Today’s lead image literally takes us underground to the Union Square Garage which is located underneath Union Square, a public plaza the size of a city block located in downtown San Francisco; the space is enclosed by Geary, Powell, Post, and Stockton Streets.

The idea to construct an underground facility of this type was first purposed in 1910 by W.P. Fennimore, the president and creator of the Downtown Association due to traffic congestion and lack of parking in the area. Twenty-seven years later the Union Square Garage Corporation, a private enterprise that leased the land under the public space was formed to oversee the planning and construction of the facility.
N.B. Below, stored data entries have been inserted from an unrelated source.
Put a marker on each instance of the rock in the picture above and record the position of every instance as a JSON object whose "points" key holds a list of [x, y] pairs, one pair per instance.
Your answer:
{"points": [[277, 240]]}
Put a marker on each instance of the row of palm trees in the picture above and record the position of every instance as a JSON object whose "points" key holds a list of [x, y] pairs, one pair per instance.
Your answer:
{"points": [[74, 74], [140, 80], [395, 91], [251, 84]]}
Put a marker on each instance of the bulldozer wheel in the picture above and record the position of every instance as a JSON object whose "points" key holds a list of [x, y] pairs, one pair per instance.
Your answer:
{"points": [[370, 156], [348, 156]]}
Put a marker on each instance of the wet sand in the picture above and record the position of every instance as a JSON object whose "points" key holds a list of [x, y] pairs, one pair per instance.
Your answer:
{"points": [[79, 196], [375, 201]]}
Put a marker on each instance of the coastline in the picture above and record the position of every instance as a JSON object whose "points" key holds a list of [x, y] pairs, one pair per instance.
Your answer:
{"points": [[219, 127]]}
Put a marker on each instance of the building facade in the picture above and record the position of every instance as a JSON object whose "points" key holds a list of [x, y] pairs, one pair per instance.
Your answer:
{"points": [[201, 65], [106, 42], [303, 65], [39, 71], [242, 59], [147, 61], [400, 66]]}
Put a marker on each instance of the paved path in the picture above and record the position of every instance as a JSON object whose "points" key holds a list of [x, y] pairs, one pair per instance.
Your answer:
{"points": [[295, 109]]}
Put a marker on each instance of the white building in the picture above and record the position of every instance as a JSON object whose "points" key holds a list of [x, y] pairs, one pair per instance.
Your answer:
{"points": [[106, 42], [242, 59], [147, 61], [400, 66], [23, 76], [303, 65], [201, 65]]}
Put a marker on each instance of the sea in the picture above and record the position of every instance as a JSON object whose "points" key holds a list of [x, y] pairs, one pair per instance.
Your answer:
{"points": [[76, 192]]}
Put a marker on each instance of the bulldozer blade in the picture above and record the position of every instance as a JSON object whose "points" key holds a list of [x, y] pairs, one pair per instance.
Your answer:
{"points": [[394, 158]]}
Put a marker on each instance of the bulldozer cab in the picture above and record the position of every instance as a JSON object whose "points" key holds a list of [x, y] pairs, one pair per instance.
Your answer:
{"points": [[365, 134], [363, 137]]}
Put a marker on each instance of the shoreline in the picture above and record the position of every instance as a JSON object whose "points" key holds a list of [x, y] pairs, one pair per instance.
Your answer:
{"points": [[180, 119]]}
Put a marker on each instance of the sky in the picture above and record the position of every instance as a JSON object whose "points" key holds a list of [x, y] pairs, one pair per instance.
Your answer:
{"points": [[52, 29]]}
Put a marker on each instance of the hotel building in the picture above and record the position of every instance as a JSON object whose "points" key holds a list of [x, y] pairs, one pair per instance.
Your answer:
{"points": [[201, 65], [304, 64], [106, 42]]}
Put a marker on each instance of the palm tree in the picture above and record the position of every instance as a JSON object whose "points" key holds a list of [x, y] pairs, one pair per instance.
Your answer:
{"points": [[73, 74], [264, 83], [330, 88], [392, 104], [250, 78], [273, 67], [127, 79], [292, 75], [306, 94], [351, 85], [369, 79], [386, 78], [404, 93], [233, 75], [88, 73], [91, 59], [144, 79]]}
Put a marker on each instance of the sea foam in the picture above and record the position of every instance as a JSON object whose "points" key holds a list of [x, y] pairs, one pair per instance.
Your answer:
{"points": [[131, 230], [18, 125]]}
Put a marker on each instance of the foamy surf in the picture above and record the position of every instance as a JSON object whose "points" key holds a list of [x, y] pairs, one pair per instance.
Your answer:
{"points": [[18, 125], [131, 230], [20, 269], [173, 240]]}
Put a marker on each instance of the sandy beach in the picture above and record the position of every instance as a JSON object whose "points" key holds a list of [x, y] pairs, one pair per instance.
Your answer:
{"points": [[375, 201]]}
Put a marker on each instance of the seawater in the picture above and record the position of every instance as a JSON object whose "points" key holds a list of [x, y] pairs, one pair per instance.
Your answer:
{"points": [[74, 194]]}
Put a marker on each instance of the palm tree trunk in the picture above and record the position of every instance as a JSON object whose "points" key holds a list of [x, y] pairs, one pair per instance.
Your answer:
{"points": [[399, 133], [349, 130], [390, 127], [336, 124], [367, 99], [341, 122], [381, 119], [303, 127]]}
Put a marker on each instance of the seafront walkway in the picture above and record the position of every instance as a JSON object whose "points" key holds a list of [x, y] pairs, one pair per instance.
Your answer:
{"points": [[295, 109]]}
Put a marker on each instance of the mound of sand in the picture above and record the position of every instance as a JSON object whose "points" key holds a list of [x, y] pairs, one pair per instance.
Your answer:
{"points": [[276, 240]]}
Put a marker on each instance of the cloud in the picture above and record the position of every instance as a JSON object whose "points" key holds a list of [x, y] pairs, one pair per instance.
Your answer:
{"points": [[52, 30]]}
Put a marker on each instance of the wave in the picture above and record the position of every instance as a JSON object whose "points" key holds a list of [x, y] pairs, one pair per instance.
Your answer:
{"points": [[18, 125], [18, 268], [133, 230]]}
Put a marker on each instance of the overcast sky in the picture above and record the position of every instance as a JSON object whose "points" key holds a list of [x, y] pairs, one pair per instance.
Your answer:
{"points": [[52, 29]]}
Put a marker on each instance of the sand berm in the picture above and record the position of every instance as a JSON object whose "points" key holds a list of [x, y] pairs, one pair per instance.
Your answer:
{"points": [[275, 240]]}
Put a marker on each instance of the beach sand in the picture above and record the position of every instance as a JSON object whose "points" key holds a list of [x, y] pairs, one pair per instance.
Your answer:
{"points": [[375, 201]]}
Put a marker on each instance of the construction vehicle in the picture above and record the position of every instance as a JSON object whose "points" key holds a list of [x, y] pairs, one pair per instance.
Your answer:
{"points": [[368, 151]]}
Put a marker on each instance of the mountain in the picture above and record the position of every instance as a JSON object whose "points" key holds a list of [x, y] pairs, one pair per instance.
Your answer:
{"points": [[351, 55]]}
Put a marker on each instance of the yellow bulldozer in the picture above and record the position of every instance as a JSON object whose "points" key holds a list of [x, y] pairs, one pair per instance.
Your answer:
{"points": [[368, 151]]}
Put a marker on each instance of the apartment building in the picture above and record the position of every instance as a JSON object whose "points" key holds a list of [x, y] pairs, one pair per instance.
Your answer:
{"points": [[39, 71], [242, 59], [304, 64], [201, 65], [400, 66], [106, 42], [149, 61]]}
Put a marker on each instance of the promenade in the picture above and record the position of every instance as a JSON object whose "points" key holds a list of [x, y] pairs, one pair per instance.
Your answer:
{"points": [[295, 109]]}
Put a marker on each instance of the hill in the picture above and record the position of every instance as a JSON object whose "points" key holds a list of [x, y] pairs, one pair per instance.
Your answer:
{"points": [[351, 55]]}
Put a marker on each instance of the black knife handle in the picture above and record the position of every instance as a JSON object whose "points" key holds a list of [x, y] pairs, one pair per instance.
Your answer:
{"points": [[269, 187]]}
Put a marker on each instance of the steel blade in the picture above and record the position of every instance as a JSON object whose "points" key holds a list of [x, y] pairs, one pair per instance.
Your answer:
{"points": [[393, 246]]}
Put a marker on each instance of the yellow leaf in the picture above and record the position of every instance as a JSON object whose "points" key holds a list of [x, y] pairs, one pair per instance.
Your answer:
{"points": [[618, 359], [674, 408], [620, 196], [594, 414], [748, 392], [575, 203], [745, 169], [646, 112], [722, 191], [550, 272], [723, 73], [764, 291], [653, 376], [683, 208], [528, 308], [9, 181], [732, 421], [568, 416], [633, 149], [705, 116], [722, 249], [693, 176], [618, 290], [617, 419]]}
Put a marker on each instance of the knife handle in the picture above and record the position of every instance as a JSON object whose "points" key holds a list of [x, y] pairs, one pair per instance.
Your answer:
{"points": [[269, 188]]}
Work began in April of 1941 on the four underground levels containing parking spaces for 1,700 cars and was completed in the summer of 1942.

  • Union Square photographed from one of the surrounding buildings circa 1937.

The enlargeable photo below found via Vintage San Francisco apparently was taken soon after the Garage opened in 1942. The image shows parking valet’s about to drive half a dozen cars into the parking spaces in the facility. Tell us what you find of interest in this photograph and anything you know about the year and make of the automobiles.

The complete history of the public space and Parking Garage, now operated by the San Francisco Municipal Transportation Agency, can be learned from “Union Square After 1906” at FOUNDsf the origin of the pre-construction photo of the Square.

7 responses to “Downtown San Francisco: The Union Square Parking Garage

  1. The 1940 Lincoln-Zephyr sedan had a custom tan padded canvas top covering which covers the quarter windows. Its in the manner of those applied by Derham beginning about that time and their stock and trade after the war. Though it could be a Derham custom, being a west coast car, likely was installed by a custom shop there.

    In front of the Lincoln is a 1941 Pontiac Torpedo C-body sedan, the line beyond a ’41 Studebaker Champion Delux-tone sedan, 1941 Chrysler Windsor or Royal six sedan, a ’40-41 Hudson coupe and a ’40-’41 Mopar five window coupe.

  2. In your lead photograph, in the left foreground, looks like a customized 1940 LINCOLN with “Toper Grace” behind the wheel.

  3. That is an interesting ’40 Lincoln Zephyr, a ForDor Sedan fitted with a foux convertible top to give it the appearance of a Convertible Sedan, last produced in ’39, not offered in ’40.

  4. SOME of “old SanFrancisco ” remains to this day; an example that you can experience, yourself is: “Lombard Street”: A narrow brick paved -one way- downhill “serpentine” street that requires your complete attention to navigate it ! Another thing to pay attention to is : Cable Cars: 7 MPH maximum, Also: it is a city of hills and you will receive a ticket plus tow- away if you don’t point your front wheels correctly —according to if you are parking uphill or downhill, to prevent run-aways !

  5. The photo of the square was probably taken from an upper room in the St. Francis Hotel on the corner of Powell Street and Geary .

  6. In the island behind the two rows of cars, over on the right side in a little cordoned off area, two women, who appear to dressed as staff not patrons, stand either side of a….. well, just what that is, is what I want to know! Possibly some sort of hose reel for selling gasoline? But that would be kind of scary underground.

    Also, interesting how the distortion of the camera lens makes that Zephyr look nearly as wide as it is long. Looks like you could almost fit four people in the front seat.